QY20の修復は、20号機、21号機、22号機の次に、25号機だった。23号機、24号機は?と探したら、棚に保管してあった。24号機は、入手時点で液晶表示以外は、外観、キーボード、音も素晴らしい状態。
液晶表示しない原因を探ると、液晶表示用の負電圧が出ていない。QY20の持病である、液晶表示用コンデンサの容量抜け。ということで、分解開始。外装のネジを外す際、適度の固さがあり、分解されていない証拠となる。開けてみると、予想通り、かなりキレイ。

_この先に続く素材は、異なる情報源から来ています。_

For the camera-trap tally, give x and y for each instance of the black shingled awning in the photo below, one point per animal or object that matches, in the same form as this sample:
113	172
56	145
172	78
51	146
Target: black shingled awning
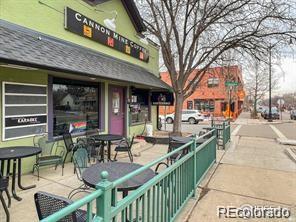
22	46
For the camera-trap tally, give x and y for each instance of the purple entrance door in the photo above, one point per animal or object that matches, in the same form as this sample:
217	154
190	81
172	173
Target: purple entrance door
117	110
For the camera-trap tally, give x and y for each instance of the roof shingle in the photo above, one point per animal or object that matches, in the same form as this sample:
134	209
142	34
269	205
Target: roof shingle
26	47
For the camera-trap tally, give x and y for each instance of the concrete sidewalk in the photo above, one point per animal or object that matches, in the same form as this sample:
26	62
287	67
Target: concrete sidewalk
255	170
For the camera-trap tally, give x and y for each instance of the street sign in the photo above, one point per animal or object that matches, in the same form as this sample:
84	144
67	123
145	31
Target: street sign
231	83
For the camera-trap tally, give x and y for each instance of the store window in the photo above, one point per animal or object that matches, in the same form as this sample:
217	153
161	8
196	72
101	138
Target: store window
75	108
139	106
204	105
189	104
213	82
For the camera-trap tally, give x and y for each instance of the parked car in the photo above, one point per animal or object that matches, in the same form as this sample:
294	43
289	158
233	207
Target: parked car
293	114
274	113
191	116
260	109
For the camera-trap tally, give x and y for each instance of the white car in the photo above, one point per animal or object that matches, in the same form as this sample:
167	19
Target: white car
188	115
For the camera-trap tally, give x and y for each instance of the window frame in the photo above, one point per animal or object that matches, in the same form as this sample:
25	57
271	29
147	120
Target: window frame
62	81
133	94
4	105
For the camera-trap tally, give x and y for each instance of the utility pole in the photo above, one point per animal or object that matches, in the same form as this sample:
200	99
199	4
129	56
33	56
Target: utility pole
269	114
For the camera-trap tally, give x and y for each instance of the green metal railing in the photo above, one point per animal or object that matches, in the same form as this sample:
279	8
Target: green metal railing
223	132
160	199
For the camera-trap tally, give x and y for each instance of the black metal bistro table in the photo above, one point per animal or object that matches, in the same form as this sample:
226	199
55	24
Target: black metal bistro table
107	138
16	154
199	140
92	175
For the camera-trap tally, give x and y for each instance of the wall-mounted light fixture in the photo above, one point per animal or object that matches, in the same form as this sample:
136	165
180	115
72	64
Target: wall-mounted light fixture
144	40
110	23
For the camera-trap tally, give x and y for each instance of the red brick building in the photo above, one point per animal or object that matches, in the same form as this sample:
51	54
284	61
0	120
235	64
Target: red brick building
212	96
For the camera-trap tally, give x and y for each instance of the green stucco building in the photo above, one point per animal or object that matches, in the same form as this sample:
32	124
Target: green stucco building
69	65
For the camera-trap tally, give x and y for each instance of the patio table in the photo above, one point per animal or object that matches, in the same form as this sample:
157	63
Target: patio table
16	154
188	139
107	138
92	175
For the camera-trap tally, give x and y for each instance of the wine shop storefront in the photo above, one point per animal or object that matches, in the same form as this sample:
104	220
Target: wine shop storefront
69	66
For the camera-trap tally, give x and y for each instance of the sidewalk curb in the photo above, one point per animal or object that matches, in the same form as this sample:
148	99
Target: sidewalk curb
286	141
291	153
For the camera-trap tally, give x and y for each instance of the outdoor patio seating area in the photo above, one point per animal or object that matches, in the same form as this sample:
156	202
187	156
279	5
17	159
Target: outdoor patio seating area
128	164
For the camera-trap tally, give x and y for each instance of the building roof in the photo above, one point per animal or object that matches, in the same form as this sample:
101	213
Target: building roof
134	15
22	46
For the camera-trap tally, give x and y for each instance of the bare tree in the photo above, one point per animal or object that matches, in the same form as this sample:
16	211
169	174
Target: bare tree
257	82
193	34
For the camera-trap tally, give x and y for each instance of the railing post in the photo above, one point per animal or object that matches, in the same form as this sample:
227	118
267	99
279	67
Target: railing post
223	134
193	149
103	208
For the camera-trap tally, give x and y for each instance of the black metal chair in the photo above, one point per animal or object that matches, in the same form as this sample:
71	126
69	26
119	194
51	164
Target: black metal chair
80	160
50	155
69	144
125	146
93	146
4	181
47	204
173	145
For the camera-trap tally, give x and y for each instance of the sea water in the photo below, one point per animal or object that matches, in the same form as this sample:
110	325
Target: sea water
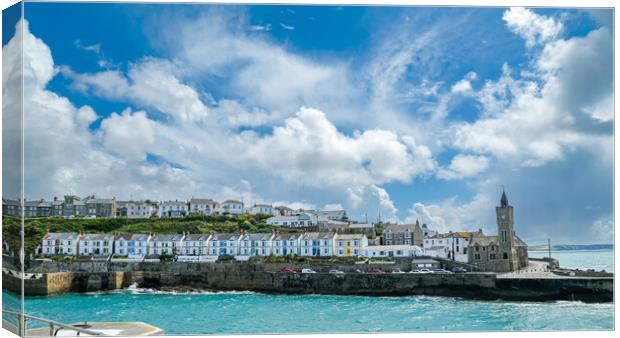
248	312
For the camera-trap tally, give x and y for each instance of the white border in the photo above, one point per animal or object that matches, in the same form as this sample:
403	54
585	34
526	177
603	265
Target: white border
471	3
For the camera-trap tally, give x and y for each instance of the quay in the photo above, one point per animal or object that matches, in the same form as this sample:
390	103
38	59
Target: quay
268	278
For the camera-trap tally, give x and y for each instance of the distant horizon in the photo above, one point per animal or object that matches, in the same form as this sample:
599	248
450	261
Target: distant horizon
405	112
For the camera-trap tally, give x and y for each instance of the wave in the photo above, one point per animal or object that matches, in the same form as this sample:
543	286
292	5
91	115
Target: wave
134	289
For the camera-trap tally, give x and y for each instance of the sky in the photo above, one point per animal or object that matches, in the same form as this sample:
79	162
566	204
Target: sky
401	113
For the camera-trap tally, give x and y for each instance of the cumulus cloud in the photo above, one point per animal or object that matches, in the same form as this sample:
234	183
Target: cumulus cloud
128	134
151	83
532	27
464	166
538	120
310	150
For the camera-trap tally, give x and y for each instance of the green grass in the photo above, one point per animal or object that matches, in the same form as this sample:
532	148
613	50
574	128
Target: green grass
36	228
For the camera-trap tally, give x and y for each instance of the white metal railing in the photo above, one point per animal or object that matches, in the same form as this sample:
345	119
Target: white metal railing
22	320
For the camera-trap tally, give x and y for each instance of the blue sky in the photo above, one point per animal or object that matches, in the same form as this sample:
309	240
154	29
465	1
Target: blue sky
408	112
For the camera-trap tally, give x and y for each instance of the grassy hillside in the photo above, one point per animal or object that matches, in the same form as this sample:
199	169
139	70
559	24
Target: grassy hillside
36	228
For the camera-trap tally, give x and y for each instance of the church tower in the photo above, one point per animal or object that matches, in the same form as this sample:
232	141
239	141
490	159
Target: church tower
506	234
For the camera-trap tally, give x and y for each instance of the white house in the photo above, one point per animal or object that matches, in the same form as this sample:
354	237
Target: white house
195	245
138	245
60	243
296	221
452	245
166	244
284	211
316	244
232	207
223	244
393	251
172	209
261	244
121	245
96	244
264	209
285	244
139	209
205	206
350	245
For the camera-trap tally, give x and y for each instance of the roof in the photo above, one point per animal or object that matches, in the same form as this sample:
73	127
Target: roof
202	201
8	201
164	237
459	234
424	260
224	236
258	236
196	237
139	237
519	242
286	237
401	227
61	235
101	200
125	237
393	247
232	201
361	226
96	237
351	236
178	203
317	235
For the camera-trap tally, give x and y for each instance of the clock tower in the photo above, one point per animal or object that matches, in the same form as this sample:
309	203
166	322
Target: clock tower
506	234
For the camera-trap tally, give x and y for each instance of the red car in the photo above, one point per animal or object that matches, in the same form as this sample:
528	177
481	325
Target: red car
290	270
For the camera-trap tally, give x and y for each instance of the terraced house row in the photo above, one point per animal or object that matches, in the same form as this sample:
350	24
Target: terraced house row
239	245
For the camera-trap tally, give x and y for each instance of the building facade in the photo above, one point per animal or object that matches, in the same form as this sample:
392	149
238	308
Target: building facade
505	252
403	234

ノイズシールドと基板を共締めしているネジを外す。基板もきれい。基板の状態からすると、タバコの煙などの影響もなく、キレイな環境で使われていたことが推測される。液晶配線コネクタ、キーボード・LED配線コネクタを外して、ノイズシールドを固定しているネジ5個を取る。これで、ノイズシールド付き基板をキーボード側外装から分離できる。その後、電池ボックス(裏側外装)との配線を外す(はんだ部溶解)。さらに、ノイズシールドと基板をはんだ溶接している部分を剥がす(はんだ部溶解)。これで、基板取り出し完了。
改めて眺めてみても、キレイな状態。やはり、かなり良い環境で使われてきたようだ。またはほとんど使用していないかも。バックアップ電池が残っているので、ストック品かも。
細かく見ると、Line端子、Phone端子部分がフラックス痕でない何かが付着していた。
また、他のQY20同様、表示濃度調整ボリュームの裏面あたりのフラックス痕が多い。とはいえ、他のQY20より、かなり状態は良い(まだ色が透き通っている)。
では、液晶表示用コンデンサの交換開始。
まずは、プラスチック部分を養生。続いて、ネジネジ方式で、土台部分を固定しつつ、コンデンサの筒部分を左右にネジって外す。ネジる際に他のパーツにぶつけないように注意。上出来で撤去完了。
次に、土台を割って取り除く。割る際に、残っている足に負荷をかけないように注意(負荷をかけるとランドパターンごと剥がす可能性あり)。土台を取り除いたら、エタノールで汚れやコンデンサ液の不純物を取り除く。次に、はんだごてを使い、ランドパターンを均しつつ、残っている足を取り除く。古いハンダは溶けにくく、またはじきやすいので、通常は追いハンダで混ぜながら行うのだが、ハンダの質がいいのか、すぅっと溶けた。今までで、一番良い状態でランドパターンを修復できた。
この状態なら、新しいコンデンサを簡単に実装できた。電源を繋いで、GNDと液晶濃度ボリューム端子の一番右側(またはC29のGND側)を計測すると、-9.4v出ている。液晶自体が壊れていなければ、これで表示できるはず。
ということで、組み立てて起動させると、無事、表示。そして、すべて正常動作。
最後に、テストモードで起動(-1, +1, 右を同時押しで起動)して、各種テスト。すべてOK。バックアップバッテリーも3.0v(ボタン電池交換では、3.2v位。バッテリーローは、2.8v位)。
これで、オリジナル状態かつ、外装、ボタンともとても美品な一台が完成。